We know that ever since the 1950s, financial economists have developed sophisticated financial models to quantify and manage investment risks. These models are covered in any financial textbooks, and taught in almost all finance and investment related programmes. So in theory, financial practitioners should have been well trained in these models and should have known how to make appropriate investment decisions. So why did this credit crunch occur and why was it on such a large scale?

Bearing these questions in mind, this recent and timely publication by Professor Robert Shiller caught my attention. Within the 196 pages, Professor Shiller uses simple language to explain the fundamental problems of this subprime crisis, and provides some short‐term as well as long‐term solutions to it.

Professor Shiller first demonstrates that the current credit crunch is caused by the two most recent bubbles in the stock market in the 1990s, and in the housing market between 2000 and 2007. He uses the now‐famous term “irrational exuberance”, first used by Alan Greenspan, to describe the bubbles, and explains how this speculative enthusiasm of credit has pushed today's crisis. Professor Shiller then further suggests that the current credit crunch has its psychological origins. He describes the ultimate cause of the current credit crunch as the psychology of the property bubble, rather than other factors such as the growing dishonesty among mortgage lenders.

To solve these problems, Professor Shiller suggests that in the short term, bailouts are urgently needed because: “People are suffering and businesses are collapsing. The memories of these traumas will harm confidence and trust in our markets for years to come, just as they did during the Great Depression. With each passing day more damage is done to our social fabric” (p. 171).

In the long term, Professor Shiller considers this credit crunch as an opportunity to rethink and improve the existing financial system. He describes the current system as running bullet trains on ancient tracks. He urges people to calm down and explains that “every crisis contains the seeds of change. Now is the time to restructure the institutional firmament of financial activity in positive ways that will stabilise the economy, rekindle the wealth of nations, reinforce the best of financial innovation, and leave society much better off than if there had not been such a crisis” (p. 10). A better financial democracy has thus been introduced by Professor Shiller to restore the public's confidence in the economic principles.

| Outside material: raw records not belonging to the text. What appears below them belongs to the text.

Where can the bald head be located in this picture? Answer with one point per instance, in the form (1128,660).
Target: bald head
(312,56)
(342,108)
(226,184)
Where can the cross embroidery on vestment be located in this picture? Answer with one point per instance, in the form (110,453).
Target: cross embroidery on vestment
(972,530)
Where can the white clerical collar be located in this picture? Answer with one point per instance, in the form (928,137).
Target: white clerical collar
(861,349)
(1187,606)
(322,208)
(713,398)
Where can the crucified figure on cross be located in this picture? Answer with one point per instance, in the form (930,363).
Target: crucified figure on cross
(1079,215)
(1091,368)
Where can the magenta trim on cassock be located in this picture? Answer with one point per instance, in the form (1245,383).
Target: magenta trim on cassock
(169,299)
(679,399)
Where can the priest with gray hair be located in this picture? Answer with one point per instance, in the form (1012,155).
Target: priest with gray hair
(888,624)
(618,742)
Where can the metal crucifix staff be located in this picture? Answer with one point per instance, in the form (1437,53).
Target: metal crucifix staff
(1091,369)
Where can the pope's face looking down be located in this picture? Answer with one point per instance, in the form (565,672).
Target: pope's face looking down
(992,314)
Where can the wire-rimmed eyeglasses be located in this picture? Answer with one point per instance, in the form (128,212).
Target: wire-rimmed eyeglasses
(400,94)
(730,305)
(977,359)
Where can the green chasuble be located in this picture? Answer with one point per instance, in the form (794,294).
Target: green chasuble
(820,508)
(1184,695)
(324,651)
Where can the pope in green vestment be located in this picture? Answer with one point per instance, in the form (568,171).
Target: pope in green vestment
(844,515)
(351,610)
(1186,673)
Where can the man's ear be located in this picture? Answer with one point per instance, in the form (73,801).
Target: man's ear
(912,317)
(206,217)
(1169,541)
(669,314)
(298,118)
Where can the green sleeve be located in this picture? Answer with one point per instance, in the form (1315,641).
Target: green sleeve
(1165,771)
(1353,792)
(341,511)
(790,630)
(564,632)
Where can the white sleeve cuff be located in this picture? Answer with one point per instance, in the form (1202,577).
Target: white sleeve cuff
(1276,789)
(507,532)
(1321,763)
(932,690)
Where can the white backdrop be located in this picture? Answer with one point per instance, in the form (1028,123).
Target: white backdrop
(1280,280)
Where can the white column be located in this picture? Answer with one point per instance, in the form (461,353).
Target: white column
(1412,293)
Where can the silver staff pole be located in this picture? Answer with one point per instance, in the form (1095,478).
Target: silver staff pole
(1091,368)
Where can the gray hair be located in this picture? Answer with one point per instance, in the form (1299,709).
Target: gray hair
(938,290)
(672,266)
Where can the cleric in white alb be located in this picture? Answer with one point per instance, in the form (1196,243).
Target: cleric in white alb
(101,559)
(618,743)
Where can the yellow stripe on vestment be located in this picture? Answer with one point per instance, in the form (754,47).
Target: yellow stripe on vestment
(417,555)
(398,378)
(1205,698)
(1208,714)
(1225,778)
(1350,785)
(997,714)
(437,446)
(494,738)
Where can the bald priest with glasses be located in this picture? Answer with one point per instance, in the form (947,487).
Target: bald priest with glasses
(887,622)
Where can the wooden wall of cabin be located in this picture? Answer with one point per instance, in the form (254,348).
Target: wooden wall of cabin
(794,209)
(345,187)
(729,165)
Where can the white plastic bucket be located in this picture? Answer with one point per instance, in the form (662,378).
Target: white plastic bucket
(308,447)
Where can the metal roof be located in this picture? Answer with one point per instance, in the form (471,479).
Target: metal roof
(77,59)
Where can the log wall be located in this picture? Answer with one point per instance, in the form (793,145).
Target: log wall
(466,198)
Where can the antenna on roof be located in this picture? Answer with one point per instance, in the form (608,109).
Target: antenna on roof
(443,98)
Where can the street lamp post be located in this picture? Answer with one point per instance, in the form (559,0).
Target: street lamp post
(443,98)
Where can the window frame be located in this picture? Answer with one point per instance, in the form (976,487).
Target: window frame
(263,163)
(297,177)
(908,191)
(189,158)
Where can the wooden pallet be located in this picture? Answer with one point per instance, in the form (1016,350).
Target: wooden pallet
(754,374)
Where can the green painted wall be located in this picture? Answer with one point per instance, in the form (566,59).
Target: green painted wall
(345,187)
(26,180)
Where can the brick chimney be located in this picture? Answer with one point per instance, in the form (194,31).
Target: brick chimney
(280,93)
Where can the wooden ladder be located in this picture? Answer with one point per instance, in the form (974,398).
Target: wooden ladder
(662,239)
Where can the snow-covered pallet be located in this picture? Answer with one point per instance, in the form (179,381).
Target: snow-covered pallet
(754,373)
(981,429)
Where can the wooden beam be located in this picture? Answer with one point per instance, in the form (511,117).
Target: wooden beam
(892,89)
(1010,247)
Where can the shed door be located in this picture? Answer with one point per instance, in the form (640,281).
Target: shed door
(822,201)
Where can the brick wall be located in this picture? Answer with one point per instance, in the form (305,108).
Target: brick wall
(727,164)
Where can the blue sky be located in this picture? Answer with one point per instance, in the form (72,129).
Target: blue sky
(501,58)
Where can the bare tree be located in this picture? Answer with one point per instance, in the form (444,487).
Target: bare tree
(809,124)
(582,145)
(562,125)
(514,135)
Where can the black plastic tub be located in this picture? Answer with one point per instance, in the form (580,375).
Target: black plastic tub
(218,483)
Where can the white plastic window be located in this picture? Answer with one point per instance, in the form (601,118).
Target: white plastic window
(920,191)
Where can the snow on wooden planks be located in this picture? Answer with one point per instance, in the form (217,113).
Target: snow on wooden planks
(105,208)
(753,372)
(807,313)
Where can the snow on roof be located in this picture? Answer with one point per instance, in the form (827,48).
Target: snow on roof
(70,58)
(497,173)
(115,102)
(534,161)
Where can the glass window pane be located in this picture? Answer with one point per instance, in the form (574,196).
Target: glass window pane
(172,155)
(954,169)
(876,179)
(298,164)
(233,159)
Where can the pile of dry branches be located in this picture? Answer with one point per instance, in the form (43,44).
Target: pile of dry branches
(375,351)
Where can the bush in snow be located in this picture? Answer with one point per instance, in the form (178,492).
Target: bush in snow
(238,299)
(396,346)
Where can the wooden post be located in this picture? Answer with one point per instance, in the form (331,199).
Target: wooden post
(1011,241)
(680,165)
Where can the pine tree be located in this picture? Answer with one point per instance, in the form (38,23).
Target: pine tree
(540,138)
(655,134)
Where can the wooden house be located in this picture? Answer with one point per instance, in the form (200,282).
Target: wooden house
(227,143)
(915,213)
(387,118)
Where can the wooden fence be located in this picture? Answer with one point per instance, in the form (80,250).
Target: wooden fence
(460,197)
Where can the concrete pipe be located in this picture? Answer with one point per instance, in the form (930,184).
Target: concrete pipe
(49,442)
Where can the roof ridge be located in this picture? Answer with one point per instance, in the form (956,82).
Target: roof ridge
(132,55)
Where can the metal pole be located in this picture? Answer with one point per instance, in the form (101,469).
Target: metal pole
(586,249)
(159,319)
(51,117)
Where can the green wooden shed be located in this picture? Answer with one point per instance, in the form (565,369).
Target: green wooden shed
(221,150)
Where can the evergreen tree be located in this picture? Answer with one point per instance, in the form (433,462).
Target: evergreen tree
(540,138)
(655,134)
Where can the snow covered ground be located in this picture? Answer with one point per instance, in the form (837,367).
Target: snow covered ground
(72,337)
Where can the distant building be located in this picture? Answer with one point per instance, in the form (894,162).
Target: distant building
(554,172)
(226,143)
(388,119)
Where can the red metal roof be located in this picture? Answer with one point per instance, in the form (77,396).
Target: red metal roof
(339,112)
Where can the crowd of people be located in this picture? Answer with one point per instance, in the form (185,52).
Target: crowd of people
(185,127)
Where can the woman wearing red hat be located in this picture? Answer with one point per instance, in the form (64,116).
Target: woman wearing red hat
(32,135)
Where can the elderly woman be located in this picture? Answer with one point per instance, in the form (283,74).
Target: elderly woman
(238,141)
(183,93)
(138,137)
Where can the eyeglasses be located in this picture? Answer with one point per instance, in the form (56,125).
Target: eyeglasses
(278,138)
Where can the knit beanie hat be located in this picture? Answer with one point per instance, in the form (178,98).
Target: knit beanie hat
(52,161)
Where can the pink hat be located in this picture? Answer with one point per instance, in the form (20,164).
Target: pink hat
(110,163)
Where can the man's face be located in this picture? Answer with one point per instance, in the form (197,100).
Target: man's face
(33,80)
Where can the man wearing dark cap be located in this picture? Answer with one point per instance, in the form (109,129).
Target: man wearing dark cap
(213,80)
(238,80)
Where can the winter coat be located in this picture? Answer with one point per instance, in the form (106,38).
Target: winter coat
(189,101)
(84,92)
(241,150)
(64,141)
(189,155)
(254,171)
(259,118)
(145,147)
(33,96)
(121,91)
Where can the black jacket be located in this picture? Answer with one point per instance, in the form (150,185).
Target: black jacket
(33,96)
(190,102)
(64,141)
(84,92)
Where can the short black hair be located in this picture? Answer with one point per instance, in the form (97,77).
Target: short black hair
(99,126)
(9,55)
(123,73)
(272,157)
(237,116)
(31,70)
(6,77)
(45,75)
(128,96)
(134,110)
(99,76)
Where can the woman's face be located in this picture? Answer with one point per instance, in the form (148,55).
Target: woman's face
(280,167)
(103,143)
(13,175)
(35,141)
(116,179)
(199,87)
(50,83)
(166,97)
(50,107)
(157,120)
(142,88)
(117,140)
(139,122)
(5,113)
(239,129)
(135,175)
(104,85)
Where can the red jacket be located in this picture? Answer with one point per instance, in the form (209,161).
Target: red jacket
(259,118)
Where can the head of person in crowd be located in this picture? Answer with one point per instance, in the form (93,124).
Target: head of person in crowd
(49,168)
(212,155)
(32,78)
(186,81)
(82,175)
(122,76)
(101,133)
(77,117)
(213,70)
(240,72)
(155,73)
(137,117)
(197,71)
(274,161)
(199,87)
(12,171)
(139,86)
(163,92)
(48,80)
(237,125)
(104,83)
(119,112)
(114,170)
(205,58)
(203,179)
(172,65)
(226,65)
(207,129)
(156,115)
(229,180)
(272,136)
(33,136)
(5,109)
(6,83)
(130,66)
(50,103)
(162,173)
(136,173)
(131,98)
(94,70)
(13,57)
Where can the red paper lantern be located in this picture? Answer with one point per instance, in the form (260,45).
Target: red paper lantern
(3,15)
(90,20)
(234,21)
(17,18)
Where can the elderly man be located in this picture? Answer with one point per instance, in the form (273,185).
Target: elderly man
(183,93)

For example, one of the key features of this financial democracy is to better handle moral hazard. This is because in the past decades, psychologists have contributed their knowledge of human beings' decision making into the financial field. Behavioural economics, including behavioural finance, has therefore been introduced. This new school has argued that we, human beings, have moral hazards, and we do not make decisions in a rational way as we are supposed to. Therefore, Shiller further addresses that “denying the importance of psychology and other social sciences for financial theory would be analogous to physicists denying the importance of friction in the application of Newtonian mechanics” (p. 119).

In summary, this is an exciting book that is to be read under the current market condition. It provides us some hope of correcting the existing problems, so as to have a brighter future.